Sissy, vim para BH mediante a um pedido seu. Depois de ter dado entrevista para tantos jornalistas, o que te motivou a me chamar? E o que você quer tanto falar?

Eu gosto muito das suas entrevistas, elas são consistentes e o seu trabalho tem visibilidade positiva, que gosto muito de ver. E eu gostaria de falar para você todo o contexto da minha vida, desde a infância, fazendo os recortes de invisibilidades que não são falados, até agora. Afinal, é muito linda a vida e tudo, mas nem todo mundo teve a oportunidade de ser bem-sucedida. 

Mas aos 60 anos você se considera uma pessoa malsucedida? 

Não digo que sou uma pessoa malsucedida, mas eu não consegui ter uma condição financeira boa... É que eu já tive moradia e hoje já não tenho mais. Contraí HIV/Aids, tive trajetória de rua, sou dependente química... E, mesmo com todas essas vulnerabilidades, consegui chegar aos 60 anos. Então acho que não sou uma perdedora, sou uma ganhadora. Sou uma guerreira que deu certo. Sou um projeto de Deus que deu certo.

A gente sabe que expectativa de vida de uma travesti é de 35 anos e... 

Eu superei essa expectativa, pois estou quase o dobro. Nos meus documentos está que vou fazer 60 anos, mas na verdade vou fazer 61. 

A sensação é de que você é uma sobrevivente? 

De certa forma sim, quando vejo que muitas amigas tiveram uma trajetória bem mais curta. De outra, não. Sobreviver é não viver, e eu vivo intensamente a vida. Eu sou ativista social, estou reconstruindo o laço familiar... Acredito que não sou uma sobrevivente. Eu vivo. 

E como é a sua vida aos 50/60? 

A vida de uma travesti ou mulher transexual de 50 ou 60 anos é diferente de uma para outra, depende de como essa travesti se encontra perante a sociedade. Se a gente for comparar a minha vida com a de outras travestis da minha idade, eu vivo abaixo da linha da invisibilidade. Sou institucionalizada. Mas eu acredito que minha idade biológica não é a minha idade mental e nem física. Sou uma pessoa ativa, apesar de ter doenças crônicas e minhas limitações. Só lembro que tenho 60 anos quando me canso ou quando me assusto com a pele ou com a magreza. Mas quando estou bem nutrida, bem tranquila, nem me dou conta que já são 60 anos. Inclusive tenho uma vida sexual prazerosa e ativa.

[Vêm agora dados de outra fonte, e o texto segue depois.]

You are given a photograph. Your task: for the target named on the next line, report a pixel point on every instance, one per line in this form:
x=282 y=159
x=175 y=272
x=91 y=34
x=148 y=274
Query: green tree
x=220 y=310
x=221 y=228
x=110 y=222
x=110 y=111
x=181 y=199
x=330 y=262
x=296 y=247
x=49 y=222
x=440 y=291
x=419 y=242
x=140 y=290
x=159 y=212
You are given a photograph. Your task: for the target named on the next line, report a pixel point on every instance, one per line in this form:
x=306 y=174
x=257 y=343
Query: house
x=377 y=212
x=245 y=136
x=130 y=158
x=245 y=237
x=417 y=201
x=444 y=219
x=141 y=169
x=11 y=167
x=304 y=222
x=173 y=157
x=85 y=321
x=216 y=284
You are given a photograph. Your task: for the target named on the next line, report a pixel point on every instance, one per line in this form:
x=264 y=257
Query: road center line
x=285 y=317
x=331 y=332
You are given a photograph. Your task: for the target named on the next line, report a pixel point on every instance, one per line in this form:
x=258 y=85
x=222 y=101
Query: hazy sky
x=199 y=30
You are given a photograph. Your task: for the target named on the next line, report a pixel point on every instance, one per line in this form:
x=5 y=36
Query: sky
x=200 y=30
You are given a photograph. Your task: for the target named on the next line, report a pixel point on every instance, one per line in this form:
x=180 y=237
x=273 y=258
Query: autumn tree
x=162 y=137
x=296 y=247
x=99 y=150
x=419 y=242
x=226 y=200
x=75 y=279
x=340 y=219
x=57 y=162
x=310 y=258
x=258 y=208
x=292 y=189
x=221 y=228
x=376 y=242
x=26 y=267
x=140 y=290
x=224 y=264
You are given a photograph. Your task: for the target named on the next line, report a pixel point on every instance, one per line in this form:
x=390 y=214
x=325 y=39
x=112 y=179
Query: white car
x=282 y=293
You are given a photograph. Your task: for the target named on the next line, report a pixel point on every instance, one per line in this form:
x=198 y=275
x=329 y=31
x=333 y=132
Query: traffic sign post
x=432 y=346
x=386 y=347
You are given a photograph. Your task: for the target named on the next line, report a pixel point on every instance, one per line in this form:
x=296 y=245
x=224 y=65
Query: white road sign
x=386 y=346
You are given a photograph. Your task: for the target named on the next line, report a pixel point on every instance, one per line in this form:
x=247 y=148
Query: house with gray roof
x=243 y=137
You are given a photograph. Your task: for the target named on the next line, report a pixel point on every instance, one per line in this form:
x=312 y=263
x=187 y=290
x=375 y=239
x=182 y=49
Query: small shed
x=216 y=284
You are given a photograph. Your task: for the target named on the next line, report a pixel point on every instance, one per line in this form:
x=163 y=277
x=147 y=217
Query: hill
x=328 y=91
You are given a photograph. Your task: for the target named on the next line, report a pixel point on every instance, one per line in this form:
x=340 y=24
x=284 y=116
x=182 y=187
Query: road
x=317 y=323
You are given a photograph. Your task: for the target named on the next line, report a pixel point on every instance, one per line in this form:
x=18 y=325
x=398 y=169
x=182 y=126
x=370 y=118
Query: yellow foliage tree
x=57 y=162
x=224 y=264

Como você lida com a solidão? 

(Respira fundo). Procurando ser feliz com as pessoas que estão ao meu redor, onde eu estou. Sejam elas quem for. Não adianta a gente estar infeliz com o que está longe, sem procurar ser feliz com as pessoas que estão ao nosso lado. Lamento muito pelo vínculo familiar fragilizado ou rompido, mas às vezes a gente participa de outro arranjo familiar e não valoriza esse outro arranjo familiar. Como sou uma pessoa que está sempre institucionalizada, eu procuro estar em paz com essa família e ser feliz ali junto com eles.

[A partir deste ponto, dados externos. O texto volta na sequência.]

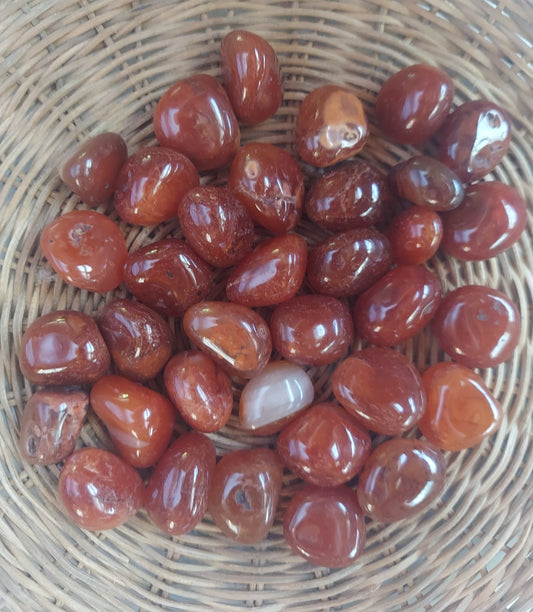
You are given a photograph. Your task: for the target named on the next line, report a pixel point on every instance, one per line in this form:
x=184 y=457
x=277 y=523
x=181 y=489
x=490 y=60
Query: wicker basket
x=71 y=69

Tem gente que diz que a terceira idade é a melhor idade. Tem alguma coisa de bom em envelhecer? 

Essa coisa de melhor idade é fantasia (risos). A melhor idade é a juventude, até os 40 anos. Quem consegue aposentar e vai viajar, até pode ser que a vida continue legal. Mas a realidade de quem não tem dinheiro, não existe a melhor idade na terceira idade. Os problemas de saúde se agravam. Mas a gente perde tanta coisa com a terceira idade, que a gente tem que ganhar algo também, né? Para responder a sua pergunta, digo que de positivo na terceira idade é que a gente fica mais realista, a gente não tem que agradar tantas pessoas para ter amizade, a gente ganha mais sensibilidade, ganha mais conhecimento e a verdade. 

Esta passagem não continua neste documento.